How to Test Soil pH

pH is a measurement of how acidic (1), neutral (7), or alkaline (14) something is. We care about this in gardening because soil pH affects how well our plants are able to uptake nutrients through their roots. Many of our plants do best near a neutral pH, around 5.5-7.5. Common exceptions include blueberries and potatoes, which can handle very acidic soil.

Many Australian soils tend to be on the acidic side of the spectrum, while raw manures are slightly alkaline. Understanding what you are working with from the start will allow you to slowly shift the soil in the right direction. Organic compost, for example, is neutral and will help to bring any garden back toward equilibrium. 

Simple pH test kit

There are plenty of instruments to measure soil pH and even more people that will be happy to sell them to you.
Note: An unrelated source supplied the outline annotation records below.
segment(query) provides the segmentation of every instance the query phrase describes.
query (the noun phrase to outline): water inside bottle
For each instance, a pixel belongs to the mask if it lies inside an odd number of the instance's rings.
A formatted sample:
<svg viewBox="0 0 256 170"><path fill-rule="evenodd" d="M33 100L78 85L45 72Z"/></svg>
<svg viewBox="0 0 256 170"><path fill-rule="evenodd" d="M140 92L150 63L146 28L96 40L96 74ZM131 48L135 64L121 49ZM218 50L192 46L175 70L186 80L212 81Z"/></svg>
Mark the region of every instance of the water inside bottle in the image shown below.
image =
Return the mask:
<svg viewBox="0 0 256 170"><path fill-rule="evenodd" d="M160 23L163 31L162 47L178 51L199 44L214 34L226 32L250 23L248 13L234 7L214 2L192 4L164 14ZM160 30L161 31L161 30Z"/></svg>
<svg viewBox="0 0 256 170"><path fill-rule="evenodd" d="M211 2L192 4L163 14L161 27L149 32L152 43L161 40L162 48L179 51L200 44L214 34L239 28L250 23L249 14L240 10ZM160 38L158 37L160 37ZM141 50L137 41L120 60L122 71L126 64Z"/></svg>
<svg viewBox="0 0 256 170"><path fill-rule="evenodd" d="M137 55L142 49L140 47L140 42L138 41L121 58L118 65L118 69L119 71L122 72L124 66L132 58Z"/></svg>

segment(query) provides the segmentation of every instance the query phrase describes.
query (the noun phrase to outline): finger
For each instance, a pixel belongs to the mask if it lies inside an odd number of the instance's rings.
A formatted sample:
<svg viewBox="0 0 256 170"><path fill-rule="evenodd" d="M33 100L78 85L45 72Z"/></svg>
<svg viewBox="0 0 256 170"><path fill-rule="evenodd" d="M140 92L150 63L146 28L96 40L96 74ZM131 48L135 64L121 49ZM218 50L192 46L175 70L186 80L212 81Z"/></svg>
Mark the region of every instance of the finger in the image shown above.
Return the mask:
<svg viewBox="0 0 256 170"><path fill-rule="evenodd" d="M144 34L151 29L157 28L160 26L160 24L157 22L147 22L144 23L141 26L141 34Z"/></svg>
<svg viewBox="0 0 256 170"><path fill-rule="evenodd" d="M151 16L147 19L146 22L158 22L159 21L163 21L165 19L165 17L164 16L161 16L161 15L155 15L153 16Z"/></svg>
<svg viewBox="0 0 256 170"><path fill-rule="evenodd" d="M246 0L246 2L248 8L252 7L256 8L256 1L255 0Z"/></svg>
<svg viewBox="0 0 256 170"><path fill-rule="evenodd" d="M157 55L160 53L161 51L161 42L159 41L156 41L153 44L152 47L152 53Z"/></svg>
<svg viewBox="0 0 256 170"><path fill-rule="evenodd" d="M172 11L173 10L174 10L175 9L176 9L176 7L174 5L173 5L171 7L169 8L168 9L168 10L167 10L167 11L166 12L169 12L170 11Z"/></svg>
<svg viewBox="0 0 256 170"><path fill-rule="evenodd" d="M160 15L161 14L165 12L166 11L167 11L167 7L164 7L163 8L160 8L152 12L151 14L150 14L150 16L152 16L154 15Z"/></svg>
It's a bit like when you go to a 4WD store looking for a road map, only to walk out with a GPS system. Both will get you there, it's just a matter of how much uncertainty you can tolerate. For our purposes, we just want a general idea and a simple soil pH test kit is perfect.  

Start by taking a tablespoon-sized small soil sample from at least 10cm deep. This will prevent any surface dressing or mulches from impacting the measurement. Discard any stones or roots and place the sample on a clean surface, most kits will include a plastic card for this purpose.Add indicator dye

Add indicator dye to your sample and mix together until a thick paste is formed. The key is to get an even distribution of dye through the sample.  

Barium sulfate will reveal the inner secrets of your soil

Add white powder (barium sulphate) to the mixture and gently mix through. Let the sample sit for about a minute.

Results are positive!

Compare your sample to the colour card provided. Results are most accurate within the first few minutes (just like a preganancy test), so don't dilly dally. 

Neutral pH is a great environment for leafy greens

Soil is slightly acidic, about 6.0, but well within the threshold for our kale seedling. We've mixed organic compost into the bed and will check pH again at the end of the season. With time and a little effort, we will gradually improve the soil, but few changes will happen overnight. There's probably a life lesson in there somewhere.